Minggu, 22 April 2012

Tiga Oktober


Shubuh waktu itu, di suatu perkampungan, jama’ah sedang memperingati hari kelahiran Baginda Nabi saww..

Hujan deras waktu itu, didalam satu majelis, seorang wanita tengah terengah-engah menahan sekuat daya, sambil dipapah hadirin ke luar mesjid… entah sampai kapan wanita muda dapat bersabar atas rasa sakitnya, sembari di guyur hujan deras, 3 Oktober…

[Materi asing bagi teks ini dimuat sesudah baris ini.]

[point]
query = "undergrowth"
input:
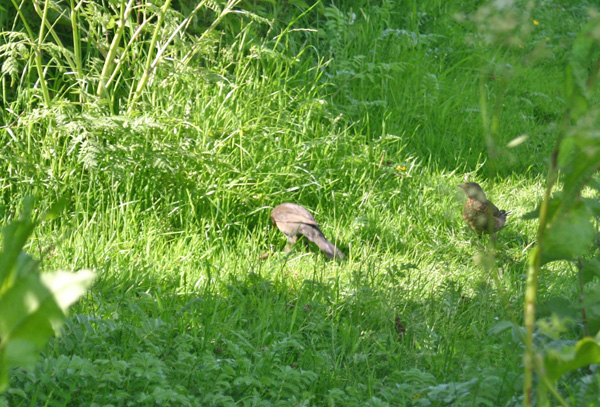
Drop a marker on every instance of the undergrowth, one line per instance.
(369, 115)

Dan dia, dibawa ke suatu rumah sederhana
Dan dia, dido’akan hadirin yang bergelimang khawatir
Dan dia, ditemani suami muda yang was-was dan berharap sepenuh hati menghadapi kenyataan yang akan menjadi pengalaman pertamanya menjadi seorang ayah

Oh, alangkah kuat sang wanita berjuang melawan sakit
Oh, alangkah sabar sang wanita bergelut dengan darah yang mengalir
Oh, alangkah tulus sang wanita bertaruh nyawa

Untuk sang anak yang entah dapat berbuat apa kepadanya
Bagi calon pemimpin yang entah dapat menjadi apa di dunia ini
Untuk sebuah kerinduan akan buah hati
Engkau korbankan seluruh tubuh, tenaga, rasa, dan segala dayamu

Oh, ibunda tercinta…
Darah sucinya mengalir, membasahi putra yang didamba, dengan bertaruh jiwa raga… namun, senyumnya tetap memekar, menafikan rasa sakit yang mengakar…

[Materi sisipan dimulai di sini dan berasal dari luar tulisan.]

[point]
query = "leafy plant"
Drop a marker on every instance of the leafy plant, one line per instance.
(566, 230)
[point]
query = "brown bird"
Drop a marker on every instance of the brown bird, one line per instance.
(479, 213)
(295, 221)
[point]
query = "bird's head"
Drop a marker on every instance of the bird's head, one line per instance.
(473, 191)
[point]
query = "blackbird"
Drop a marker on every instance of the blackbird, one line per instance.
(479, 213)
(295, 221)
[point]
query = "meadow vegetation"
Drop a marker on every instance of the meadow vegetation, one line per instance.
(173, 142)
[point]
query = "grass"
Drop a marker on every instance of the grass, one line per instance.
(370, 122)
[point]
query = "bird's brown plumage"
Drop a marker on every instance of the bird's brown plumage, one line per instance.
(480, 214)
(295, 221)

Duhai pecinta sejati, harumlah jiwamu
Indahlah, ketulusanmu
Dalam bakti dan abdi yang tak mungkin terbalas oleh putramu

Shubuh, tepat saat berkumandang adzan shubuh, jasadku terlahir, maka diadzanilah kuping kananku, dan diiqomahkanlah kuping kiriku, sebagai wasilah dari harapan orang tuaku, biar hatiku tunduk pada kebenaran…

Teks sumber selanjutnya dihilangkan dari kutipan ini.